No. According to C++ Standard 14.3.2/1:
A template-argument for a non-type, non-template template-parameter shall be one of:
— an integral constant-expression of integral or enumeration type; or
— the name of a non-type template-parameter; or
— the address of an object or function with external linkage, including function templates and function template-ids but excluding non-static class members, expressed as & id-expression where the & is optional if the name refers to a function or array, or if the corresponding template-parameter is a reference;or
— a pointer to member expressed as described in 5.3.1 .

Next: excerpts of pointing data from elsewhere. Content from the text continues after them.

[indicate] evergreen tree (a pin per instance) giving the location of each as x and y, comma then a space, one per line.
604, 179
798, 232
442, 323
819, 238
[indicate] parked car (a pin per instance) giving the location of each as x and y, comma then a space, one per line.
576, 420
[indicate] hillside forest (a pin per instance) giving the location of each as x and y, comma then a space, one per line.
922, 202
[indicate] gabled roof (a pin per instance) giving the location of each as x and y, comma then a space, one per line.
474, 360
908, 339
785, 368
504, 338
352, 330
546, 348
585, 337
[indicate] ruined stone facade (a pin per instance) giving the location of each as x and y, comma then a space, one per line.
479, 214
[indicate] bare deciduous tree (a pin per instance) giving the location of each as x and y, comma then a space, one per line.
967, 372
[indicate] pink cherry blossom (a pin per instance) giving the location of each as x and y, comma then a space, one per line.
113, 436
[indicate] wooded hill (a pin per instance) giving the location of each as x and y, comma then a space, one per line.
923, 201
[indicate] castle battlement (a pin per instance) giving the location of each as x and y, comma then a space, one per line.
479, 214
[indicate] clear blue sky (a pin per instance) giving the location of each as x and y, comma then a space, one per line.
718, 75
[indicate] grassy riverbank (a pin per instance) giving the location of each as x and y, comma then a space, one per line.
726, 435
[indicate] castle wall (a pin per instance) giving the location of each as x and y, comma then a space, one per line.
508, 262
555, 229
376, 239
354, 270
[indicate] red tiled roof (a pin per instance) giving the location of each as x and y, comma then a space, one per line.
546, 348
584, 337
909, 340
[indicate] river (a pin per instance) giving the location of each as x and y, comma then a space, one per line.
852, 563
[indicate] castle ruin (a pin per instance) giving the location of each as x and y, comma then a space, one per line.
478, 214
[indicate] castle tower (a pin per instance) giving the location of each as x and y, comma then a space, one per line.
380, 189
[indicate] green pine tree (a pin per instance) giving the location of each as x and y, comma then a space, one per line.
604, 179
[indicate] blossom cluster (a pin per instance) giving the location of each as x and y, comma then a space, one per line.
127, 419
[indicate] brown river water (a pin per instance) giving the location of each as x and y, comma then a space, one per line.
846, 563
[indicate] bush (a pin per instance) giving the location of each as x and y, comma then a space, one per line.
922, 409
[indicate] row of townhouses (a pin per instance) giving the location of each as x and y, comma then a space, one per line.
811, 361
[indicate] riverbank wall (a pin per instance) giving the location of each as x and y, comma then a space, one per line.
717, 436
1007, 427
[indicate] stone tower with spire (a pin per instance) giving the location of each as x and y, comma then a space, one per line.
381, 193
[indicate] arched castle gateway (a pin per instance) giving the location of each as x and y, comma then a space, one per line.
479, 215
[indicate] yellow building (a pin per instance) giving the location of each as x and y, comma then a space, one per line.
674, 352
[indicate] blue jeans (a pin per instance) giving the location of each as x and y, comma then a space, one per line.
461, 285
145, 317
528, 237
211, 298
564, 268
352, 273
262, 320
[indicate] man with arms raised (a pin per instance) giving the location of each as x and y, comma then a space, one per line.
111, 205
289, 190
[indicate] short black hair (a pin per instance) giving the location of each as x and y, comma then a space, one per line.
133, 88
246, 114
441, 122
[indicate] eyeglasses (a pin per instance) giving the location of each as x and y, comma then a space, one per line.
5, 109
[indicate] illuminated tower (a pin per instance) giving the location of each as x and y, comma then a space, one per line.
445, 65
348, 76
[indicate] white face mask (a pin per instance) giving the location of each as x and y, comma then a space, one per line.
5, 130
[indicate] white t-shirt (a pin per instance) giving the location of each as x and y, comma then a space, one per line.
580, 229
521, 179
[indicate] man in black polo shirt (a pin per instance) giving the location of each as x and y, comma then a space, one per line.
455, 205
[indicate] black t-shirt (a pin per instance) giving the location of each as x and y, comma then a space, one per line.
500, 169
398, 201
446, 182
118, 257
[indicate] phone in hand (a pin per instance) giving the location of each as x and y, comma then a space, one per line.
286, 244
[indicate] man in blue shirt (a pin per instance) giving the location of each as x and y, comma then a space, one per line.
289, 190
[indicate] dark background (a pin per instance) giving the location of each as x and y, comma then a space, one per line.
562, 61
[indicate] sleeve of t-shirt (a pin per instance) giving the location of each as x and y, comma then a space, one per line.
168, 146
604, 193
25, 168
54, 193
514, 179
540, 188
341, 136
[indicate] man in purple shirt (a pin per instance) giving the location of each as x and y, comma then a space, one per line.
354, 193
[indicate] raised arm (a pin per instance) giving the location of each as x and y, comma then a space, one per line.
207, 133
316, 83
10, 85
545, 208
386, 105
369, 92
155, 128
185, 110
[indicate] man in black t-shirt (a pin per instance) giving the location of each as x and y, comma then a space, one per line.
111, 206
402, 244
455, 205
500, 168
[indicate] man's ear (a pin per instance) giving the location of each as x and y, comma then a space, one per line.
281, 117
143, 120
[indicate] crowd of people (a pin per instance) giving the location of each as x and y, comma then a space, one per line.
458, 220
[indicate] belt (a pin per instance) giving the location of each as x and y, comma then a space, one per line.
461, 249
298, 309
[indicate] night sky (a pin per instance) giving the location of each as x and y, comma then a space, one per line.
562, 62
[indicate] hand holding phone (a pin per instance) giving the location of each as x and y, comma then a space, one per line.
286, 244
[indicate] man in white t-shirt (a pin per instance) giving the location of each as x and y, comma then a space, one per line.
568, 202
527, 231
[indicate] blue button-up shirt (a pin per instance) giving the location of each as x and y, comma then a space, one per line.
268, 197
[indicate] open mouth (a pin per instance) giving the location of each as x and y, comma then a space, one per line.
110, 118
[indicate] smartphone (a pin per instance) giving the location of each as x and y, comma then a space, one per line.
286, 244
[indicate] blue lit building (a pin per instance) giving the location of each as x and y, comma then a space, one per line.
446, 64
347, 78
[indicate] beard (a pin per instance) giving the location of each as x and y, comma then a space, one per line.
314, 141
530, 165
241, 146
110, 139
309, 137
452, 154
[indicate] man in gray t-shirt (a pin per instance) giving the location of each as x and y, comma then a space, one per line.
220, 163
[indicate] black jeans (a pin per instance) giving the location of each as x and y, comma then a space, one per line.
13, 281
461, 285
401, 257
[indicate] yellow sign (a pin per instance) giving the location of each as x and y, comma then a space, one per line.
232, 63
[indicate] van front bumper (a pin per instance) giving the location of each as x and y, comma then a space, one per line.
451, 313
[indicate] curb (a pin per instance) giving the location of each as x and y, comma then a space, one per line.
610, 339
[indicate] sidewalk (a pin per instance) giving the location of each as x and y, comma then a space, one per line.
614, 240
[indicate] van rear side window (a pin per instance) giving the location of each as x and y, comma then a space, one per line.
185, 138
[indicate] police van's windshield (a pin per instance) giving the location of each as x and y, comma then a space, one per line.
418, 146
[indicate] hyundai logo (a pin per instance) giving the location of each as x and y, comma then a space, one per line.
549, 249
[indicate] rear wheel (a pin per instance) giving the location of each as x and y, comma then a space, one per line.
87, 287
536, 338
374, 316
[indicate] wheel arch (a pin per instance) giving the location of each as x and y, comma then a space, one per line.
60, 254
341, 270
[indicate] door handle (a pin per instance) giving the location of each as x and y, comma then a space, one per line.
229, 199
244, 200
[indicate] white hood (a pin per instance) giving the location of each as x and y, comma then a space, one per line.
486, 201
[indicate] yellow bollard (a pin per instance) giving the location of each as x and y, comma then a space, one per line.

Strings are not in the list.

You can use address of string with external linkage as a template parameter, e.g.:
template <const char** T> class My {
public:
void do_stuff() {
std::cout << "zzz";
}
};
const char* str;
int main()
{
My<&str> zz;
zz.do_stuff();
printf("Result: %d %d \n", 60 % 10 + 1, (60 % 10 ) + 1 );
}

C++ does not know about strings. It only knowns about "arrays of characters" and there the literal would be the pointer to the array. So if you would use the "value" of your string as template parameter you would actually use the pointer value.